Goulder P J, Brander C, Tang Y, Tremblay C, Colbert R A, Addo M M, Rosenberg E S, Nguyen T, Allen R, Trocha A, Altfeld M, He S, Bunce M, Funkhouser R, Pelton S I, Burchett S K, McIntosh K, Korber B T, Walker B D
Partners AIDS Research Center, Massachusetts General Hospital and Division of AIDS, Harvard Medical School, Boston, Massachusetts 02114, USA.
Nature. 2001 Jul 19;412(6844):334-8. doi: 10.1038/35085576.

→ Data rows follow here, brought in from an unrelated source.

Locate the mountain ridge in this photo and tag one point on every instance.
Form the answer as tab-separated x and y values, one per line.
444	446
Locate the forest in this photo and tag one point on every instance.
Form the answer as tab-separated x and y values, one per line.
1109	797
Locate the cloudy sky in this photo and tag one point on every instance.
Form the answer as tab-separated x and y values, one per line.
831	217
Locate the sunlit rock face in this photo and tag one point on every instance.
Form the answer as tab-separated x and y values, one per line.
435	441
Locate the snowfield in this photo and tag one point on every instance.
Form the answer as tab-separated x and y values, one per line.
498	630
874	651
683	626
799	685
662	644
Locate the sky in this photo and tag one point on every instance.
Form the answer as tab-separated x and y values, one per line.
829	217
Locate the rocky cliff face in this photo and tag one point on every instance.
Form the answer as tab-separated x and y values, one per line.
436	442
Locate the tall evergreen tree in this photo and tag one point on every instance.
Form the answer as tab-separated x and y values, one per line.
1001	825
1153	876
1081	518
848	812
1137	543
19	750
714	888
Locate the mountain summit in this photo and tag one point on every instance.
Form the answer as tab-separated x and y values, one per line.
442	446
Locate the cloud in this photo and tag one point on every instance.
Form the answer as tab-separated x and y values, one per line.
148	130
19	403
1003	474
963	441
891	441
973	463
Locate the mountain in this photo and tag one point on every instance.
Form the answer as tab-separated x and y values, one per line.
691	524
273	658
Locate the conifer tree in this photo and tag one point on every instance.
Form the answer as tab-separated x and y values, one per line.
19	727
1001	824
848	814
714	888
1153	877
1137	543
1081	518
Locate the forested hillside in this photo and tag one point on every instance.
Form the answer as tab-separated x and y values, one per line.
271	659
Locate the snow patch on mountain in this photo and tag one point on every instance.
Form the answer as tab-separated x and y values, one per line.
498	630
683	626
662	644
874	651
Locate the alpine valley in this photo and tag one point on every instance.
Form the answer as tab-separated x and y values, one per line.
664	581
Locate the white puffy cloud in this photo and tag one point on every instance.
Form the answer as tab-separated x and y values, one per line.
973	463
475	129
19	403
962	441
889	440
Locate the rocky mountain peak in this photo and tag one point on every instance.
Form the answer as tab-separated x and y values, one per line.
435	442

Increasing evidence indicates that potent anti-HIV-1 activity is mediated by cytotoxic T lymphocytes (CTLs); however, the effects of this immune pressure on viral transmission and evolution have not been determined. Here we investigate mother-child transmission in the setting of human leukocyte antigen (HLA)-B27 expression, selected for analysis because it is associated with prolonged immune containment in adult infection. In adults, mutations in a dominant and highly conserved B27-restricted Gag CTL epitope lead to loss of recognition and disease progression. In mothers expressing HLA-B27 who transmit HIV-1 perinatally, we document transmission of viruses encoding CTL escape variants in this dominant Gag epitope that no longer bind to B27. Their infected infants target an otherwise subdominant B27-restricted epitope and fail to contain HIV replication. These CTL escape variants remain stable without reversion in the absence of the evolutionary pressure that originally selected the mutation. These data suggest that CTL escape mutations in epitopes associated with suppression of viraemia will accumulate as the epidemic progresses, and therefore have important implications for vaccine design.
越来越多的证据表明,细胞毒性T淋巴细胞(CTL)介导了强大的抗HIV-1活性;然而,这种免疫压力对病毒传播和进化的影响尚未确定。在此,我们研究了人类白细胞抗原(HLA)-B27表达情况下的母婴传播,选择该研究进行分析是因为它与成人感染中免疫抑制的延长有关。在成人中,一个显性且高度保守的B27限制性Gag CTL表位的突变会导致识别丧失和疾病进展。在围产期传播HIV-1的HLA-B27表达母亲中,我们记录了编码该显性Gag表位中不再与B27结合的CTL逃逸变体的病毒传播情况。她们受感染的婴儿靶向另一个原本不太显性的B27限制性表位,无法抑制HIV复制。在没有最初选择该突变的进化压力的情况下,这些CTL逃逸变体保持稳定,不会回复突变。这些数据表明,随着疫情的发展,与病毒血症抑制相关表位中的CTL逃逸突变将会积累,因此对疫苗设计具有重要意义。